Toen eind de jaren 1980 de Berlijnse muur viel, riep het neoliberale kapitalisme zijn definitieve overwinning uit. Francis Fukuyama sprak van het einde van de geschiedenis omdat er geen ideologische tegenstellingen meer zouden bestaan. Volgens de Amerikaanse socioloog zouden de onderling verbonden logica’s van de liberale democratie en van het kapitalisme de deuren hebben geopend voor de vrijheid, waarin de vooruitgang, de democratie en de gelijkheid zouden te verwachten zijn voor alle burgers van de wereld.
De kapitalistische euforie van het moment deed belangrijke krachten ontstaan voor herstructurering van het wereldsysteem, die het zgn. proces van neoliberale globalisering bevorderden. Maar in 1989 ontstonden binnen de storm van het neoliberale offensief nieuwe weerstanden tegen de kapitalistische dominantie en haar gevolgen op het dagelijkse leven in de hele wereld. De gebeurtenissen in Caracas (Venezuela) en de opstanden van de inheemse bevolkingen van Bolivia en Ecuador gingen eerst ongemerkt voorbij of werden geïnterpreteerd als restanten van de oude orde. In werkelijkheid echter waren het de eerste signalen van een andere globalisering in opmars, die door Boaventura de Sousa Santos “de contrahegemonistische globalisering” werd genoemd en door François Houtart “de globalisering van het verzet”. In elk geval, vanaf de jaren 1990 verschenen binnen het einde van de geschiedenis nieuwe opstanden en politieke onderwerpen over de hele planeet, die een uitdaging vormden voor het imperium.

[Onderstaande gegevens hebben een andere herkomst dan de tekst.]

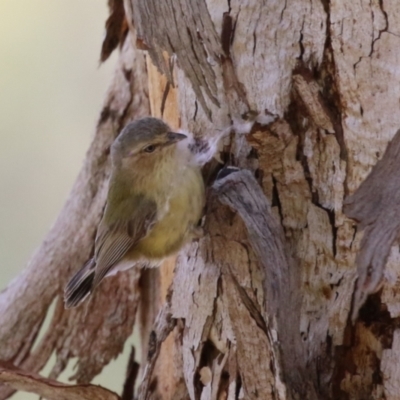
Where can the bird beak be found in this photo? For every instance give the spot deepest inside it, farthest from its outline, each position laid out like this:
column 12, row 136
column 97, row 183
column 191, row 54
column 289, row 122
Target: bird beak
column 175, row 137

In dit toneel spelen de Latijns-Amerikaanse bewegingen een speciale rol. Latijns-Amerika kwam in beweging en introduceerde nieuwe betekenissen van verzet. De kreet “Dat ze allemaal weg gaan!” van de Argentijnse zomer (2001:2002), de uitnodiging van het “Niets alleen voor de Indianen!” van de inheemse beweging in Ecuador en het voorstel voor een andere wereld van de zapatisten (in Mexico): “Voor een wereld waarin alle werelden passen”. Dat alles had invloed op de activisten over de hele wereld. De beelden van de afdalingen vanuit de hoogten in Bolivia, van de bezettingen door de Beweging van de Landlozen in Brazilië en van de strijd tegen het verdrag voor vrijhandel in Ecuador, waren aanduidingen dat de geschiedenis herbegon. Of, meer aannemelijk, dat de geschiedenis nooit eindigde en nooit zal eindigen. Bijna twintig jaar na de val van de muur en de verschijning van deze intensifiëring van de strijd is Latijns-Amerika veranderd. Evenals de bewegingen zelf. De slogans “Een andere wereld is mogelijk” en “Dat ze allemaal weggaan” volstaan niet meer. Tegenover verscheidene overwinningen, moeilijkheden en mislukkingen zijn er nieuwe uitdagingen en de vragen zijn gedeeltelijk anders. Er bestaat eveneens een grote nood aan evaluatie en begrip van de lessen die zijn geleerd en van de nieuwe uitdagingen die onderweg zijn opgedoken. Dit essay heeft de ambitie een nederige bijdrage te zijn voor deze collectieve taak.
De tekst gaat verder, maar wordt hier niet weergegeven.